Carl’s attention was being sought from every direction, but he did briefly glance at Thom and nod at Cordelia.

“See he pays for his drinks!” she yelled. In a voice neither hostile nor kind, she addressed Thom, saying, “It’s good to see you,” before quickly making her way to the back offices.

The lavender hour had come and gone, and Astrid was still arguing with Charlie in her head. She had been staring at the same page of
Vanity Fair
for as long as she could remember—it might have been two years—and meanwhile the onset of darkness had done nothing to cool the room.

“‘There’ll be no little forays into the city,’” she said out loud, pinching up her face and mimicking Charlie’s bossy tone. She went over to the phonograph and started Rudy Vallée again, conjuring in her memory the last time there had been a little foray into the city. It was the night—one of the nights, how many had there been?—when Charlie abandoned her so that he could play dirty with the Hales and she had been ordered to stay in. She had twisted Charlie’s man Victor’s arm until he drove into the city in pursuit of Cordelia and Letty and Billie Marsh, her stepsister. What a grand night that had been! The four of them traipsing from one speak to another, never paying for a drink and being lauded everywhere they went.

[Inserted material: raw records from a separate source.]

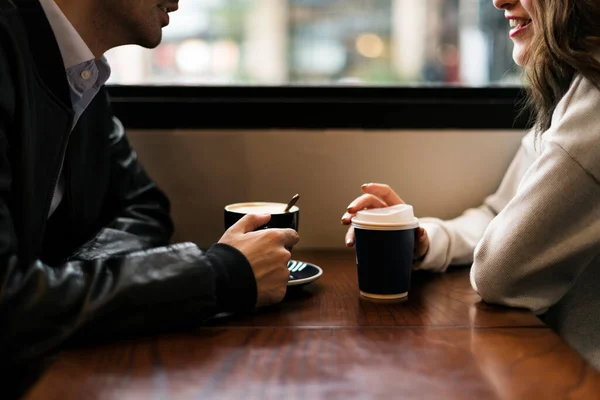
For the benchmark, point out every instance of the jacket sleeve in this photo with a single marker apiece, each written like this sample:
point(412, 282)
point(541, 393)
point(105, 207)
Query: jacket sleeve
point(137, 211)
point(452, 242)
point(41, 306)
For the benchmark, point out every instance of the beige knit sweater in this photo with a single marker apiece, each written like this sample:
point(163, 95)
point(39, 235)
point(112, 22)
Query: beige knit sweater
point(535, 243)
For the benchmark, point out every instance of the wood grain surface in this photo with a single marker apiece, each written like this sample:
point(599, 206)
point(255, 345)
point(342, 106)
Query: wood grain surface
point(325, 342)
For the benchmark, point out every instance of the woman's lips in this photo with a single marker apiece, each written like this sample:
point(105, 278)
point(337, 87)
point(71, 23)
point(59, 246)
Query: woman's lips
point(519, 26)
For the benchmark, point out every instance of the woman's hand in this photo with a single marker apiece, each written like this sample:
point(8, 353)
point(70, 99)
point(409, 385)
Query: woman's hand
point(378, 195)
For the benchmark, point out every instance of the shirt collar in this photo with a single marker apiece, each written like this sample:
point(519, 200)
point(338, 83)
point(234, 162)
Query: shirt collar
point(72, 47)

“That was the last time I remember being happy,” she sighed into the gilt-framed mirror by the enameled bar cart. But the phrase was heavy with melodrama, and she knew it wasn’t true. She had been happy in her sewn-together wedding dress, and she had been happy on the pleasure cruiser that she and Charlie had taken to sail through the Caribbean. She had been happy last night with Charlie, before she saw what a grubby business bootlegging really was. Once upon a time she had been good at forgetting all the miserable things in life, and it seemed silly that she couldn’t now rid her mind of that doleful man with the innocent children and the sad little speakeasy behind a pharmacy in the Village.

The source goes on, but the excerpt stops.